Alcuni turisti si avventurano comunque fra i banchetti di artigianato per cercare di capirci qualcosa delle medicine tradizionali che vi si trovano in vendita. Qui, farmacisti tradizionali mettono in mostra cortecce e radici usati dai guaritori tradizionali. Questi ingredienti di base sono lavorati sul posto e trasformati in polveri medicinali spesso mischiate con ossa macinate di zebra o rinoceronte; qualcosa di assolutamente illegale sulla base delle leggi nazionali sulla caccia, ma una pratica di fatto tollerata dalle autorità.

"Questo lo chiamiamo makhubalu khotsa" spiega un certo Sipho, mostrando ad un inglese un vasetto riempito di polvere nera color carbone. Gliene versa un po' sul palmo e dice:" E' un rimedio al mal di testa. Makhubalu vuol dir medicina e khotsa "da leccare" e questa è la maniera in cui la medicina va presa...!" Ed offre una dimostrazione leccando la polvere dalla mano del turista, spiegando che serve per il mal di testa, mentre altre makhubalu, ossia medicine, aiutano le donne in travaglio o i bambini col mal di denti come pure possono funzionare da anestetici tradizionali.

Non ci sono guide a condurre i turisti per il mercato ed i visitatori più motivati si arrangiano da soli chiedendo informazioni sulle statuette di legno, su cosa rappresentano, come sono fatte, e sono il più delle volte soddisfatti dalla risposte di venditori solleciti e premurosi come Sipho. Il cibo in vendita si presenta come qualcosa di più difficile comprensione per i turisti.
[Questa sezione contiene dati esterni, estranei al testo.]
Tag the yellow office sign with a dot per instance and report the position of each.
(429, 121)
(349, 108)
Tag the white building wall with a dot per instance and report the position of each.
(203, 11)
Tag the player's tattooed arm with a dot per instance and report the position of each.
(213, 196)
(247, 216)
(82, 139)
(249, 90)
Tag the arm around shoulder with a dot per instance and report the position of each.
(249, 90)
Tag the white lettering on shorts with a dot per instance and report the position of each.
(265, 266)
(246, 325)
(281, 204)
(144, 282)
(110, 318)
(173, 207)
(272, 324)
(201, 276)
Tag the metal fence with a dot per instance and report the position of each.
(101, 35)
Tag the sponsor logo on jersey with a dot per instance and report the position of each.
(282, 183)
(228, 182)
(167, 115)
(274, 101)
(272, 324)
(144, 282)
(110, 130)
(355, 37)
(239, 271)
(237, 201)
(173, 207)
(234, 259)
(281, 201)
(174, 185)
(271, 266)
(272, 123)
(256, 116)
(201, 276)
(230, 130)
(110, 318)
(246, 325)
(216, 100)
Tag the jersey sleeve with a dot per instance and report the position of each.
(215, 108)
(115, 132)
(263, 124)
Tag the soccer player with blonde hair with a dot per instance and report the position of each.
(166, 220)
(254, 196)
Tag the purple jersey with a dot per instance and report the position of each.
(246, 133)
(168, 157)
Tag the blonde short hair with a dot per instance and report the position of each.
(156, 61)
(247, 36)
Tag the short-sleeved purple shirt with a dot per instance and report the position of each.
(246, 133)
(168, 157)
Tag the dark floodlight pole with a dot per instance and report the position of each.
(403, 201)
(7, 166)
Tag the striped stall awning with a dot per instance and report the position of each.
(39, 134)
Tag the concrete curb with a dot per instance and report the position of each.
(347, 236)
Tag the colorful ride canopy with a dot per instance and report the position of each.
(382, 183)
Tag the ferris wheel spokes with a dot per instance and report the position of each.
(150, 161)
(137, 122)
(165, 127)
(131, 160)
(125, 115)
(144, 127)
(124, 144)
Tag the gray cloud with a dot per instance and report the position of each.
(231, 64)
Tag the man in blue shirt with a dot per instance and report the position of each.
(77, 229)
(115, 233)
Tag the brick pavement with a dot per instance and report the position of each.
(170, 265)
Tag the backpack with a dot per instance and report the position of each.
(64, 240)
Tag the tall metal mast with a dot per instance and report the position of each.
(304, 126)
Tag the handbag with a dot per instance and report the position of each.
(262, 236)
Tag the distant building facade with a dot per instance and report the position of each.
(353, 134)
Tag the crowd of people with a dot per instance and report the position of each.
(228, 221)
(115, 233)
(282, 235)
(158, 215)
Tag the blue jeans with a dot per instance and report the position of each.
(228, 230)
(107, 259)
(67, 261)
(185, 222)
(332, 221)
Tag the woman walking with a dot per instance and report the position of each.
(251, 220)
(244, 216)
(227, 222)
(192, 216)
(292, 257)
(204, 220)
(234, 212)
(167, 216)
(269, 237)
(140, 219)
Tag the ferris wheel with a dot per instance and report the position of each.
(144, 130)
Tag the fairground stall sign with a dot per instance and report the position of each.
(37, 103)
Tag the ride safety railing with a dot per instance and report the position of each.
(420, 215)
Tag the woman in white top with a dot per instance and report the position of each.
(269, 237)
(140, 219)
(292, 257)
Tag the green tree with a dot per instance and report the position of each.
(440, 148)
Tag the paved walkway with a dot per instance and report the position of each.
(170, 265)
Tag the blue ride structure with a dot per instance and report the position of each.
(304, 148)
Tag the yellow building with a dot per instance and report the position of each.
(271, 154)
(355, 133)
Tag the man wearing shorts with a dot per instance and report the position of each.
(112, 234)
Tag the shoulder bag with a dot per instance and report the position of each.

Sono pochi a comprarlo, i più si fermano ad osservarne la cottura negli spazi aperti e coperti di sporcizia, odorando gli aromi speziati e fortemente pepati.

Lo Swaziland è un paese povero ed i residenti di Manzini dipendono dal loro mercato principale per i bisogni quotidiani, mentre una borghesia in espansione predilige le due strade commerciali della città che comunque sono di gran lunga meno affollate del mercato. In ogni caso nessuno dei residenti fa caso ai turisti. Alla fine, dopo aver imparato un sacco di cose, essersi divertiti ed essersi piegati sotto il peso degli acquisti, olandesi, inglesi, canadesi e tedeschi partono con l'autobus scattando, attraverso i finestrini dai vetri scuriti, le ultime foto. Venditori e clienti del mercato neanche se ne accorgono della loro partenza e la fisionomia sostanziale del posto non ha subito il minimo cambiamento. Il mercato non cambia per la gente di Manzini e difficilmente diventerà qualcosa di diverso da quello che è nella realtà e nella percezione della gente.